The report by the Chartered Management Institute (CMI) and wage analysts XpertHR surveyed more than 72,000 managers in the UK. It revealed that the earnings of men in management positions averaged at £39,136, compared to £30,162 for women managers.
The difference in pay equates to women working for free for one hour and 40 minutes each day.
General Secretary of the Trades Union Congress, Frances O’Grady, said requiring companies to publish pay gap information was not enough.
“The UK will never really address the problem of unequal pay until there are systems in place to expose and tackle the huge gap between what men and women doing similar jobs in the same workplaces are paid,” she said.
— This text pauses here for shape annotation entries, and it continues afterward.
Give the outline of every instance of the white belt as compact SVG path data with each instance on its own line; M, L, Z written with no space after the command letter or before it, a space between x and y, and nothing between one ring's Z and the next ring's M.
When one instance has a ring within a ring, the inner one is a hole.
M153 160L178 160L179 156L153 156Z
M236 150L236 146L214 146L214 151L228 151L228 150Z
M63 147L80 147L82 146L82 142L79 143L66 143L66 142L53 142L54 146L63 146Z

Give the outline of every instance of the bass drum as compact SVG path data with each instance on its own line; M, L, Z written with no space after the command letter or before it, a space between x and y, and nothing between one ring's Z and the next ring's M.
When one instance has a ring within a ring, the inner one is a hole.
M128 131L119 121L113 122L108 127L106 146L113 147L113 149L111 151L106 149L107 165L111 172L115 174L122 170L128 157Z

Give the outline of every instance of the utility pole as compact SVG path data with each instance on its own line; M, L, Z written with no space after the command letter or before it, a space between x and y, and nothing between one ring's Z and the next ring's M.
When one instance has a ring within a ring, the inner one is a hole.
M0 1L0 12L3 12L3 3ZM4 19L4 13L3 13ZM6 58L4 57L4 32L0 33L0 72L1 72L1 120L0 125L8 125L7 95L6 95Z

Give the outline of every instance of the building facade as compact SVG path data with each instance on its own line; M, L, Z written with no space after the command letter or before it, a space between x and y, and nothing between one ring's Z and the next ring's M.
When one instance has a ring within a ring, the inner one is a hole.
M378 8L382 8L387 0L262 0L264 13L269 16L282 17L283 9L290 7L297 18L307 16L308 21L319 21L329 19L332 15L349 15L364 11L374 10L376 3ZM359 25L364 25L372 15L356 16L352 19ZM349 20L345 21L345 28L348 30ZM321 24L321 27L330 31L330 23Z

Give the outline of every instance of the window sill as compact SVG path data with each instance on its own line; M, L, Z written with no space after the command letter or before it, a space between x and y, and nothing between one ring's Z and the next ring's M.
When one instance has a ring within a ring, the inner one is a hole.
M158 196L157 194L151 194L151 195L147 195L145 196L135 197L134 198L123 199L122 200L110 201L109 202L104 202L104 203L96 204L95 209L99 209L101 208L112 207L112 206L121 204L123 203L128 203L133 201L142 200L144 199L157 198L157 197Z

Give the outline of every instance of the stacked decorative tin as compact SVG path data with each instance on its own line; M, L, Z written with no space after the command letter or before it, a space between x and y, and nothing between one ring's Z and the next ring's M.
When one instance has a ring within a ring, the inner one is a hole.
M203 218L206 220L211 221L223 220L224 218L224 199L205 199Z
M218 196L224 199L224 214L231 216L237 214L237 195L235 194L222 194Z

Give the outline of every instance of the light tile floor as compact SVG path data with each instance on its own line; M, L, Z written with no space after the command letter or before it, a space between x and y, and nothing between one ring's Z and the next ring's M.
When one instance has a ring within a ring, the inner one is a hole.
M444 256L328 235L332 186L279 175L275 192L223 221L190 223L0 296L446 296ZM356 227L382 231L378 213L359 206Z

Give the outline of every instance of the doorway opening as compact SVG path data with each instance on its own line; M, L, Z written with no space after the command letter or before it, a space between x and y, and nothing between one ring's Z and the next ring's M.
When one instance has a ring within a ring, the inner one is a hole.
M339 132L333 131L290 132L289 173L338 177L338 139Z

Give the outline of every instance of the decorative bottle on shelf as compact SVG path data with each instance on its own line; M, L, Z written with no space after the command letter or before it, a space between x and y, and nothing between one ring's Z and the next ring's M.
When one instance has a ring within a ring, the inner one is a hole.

“The government’s move to require companies to publish pay gap information is positive, but it doesn’t go far enough. We need pay transparency and equal pay audits, and a requirement on companies to act on the data to close the gap.”
Men and women must be given equal treatment in the workplace if they are employed to do work that is the same or similar, is of equal value in terms of skill, effort or decision making, or has been rated as equivalent through a job evaluation study.
If you are concerned about your pay, you should ask your employer if there is a pay difference and the reason for this. If the problem cannot be resolved informally or through the grievance procedure it may be possible for you to take legal action, depending on the circumstances.
You can bring an employment tribunal claim while still working in your job, or within six months of leaving the job to which your claim relates.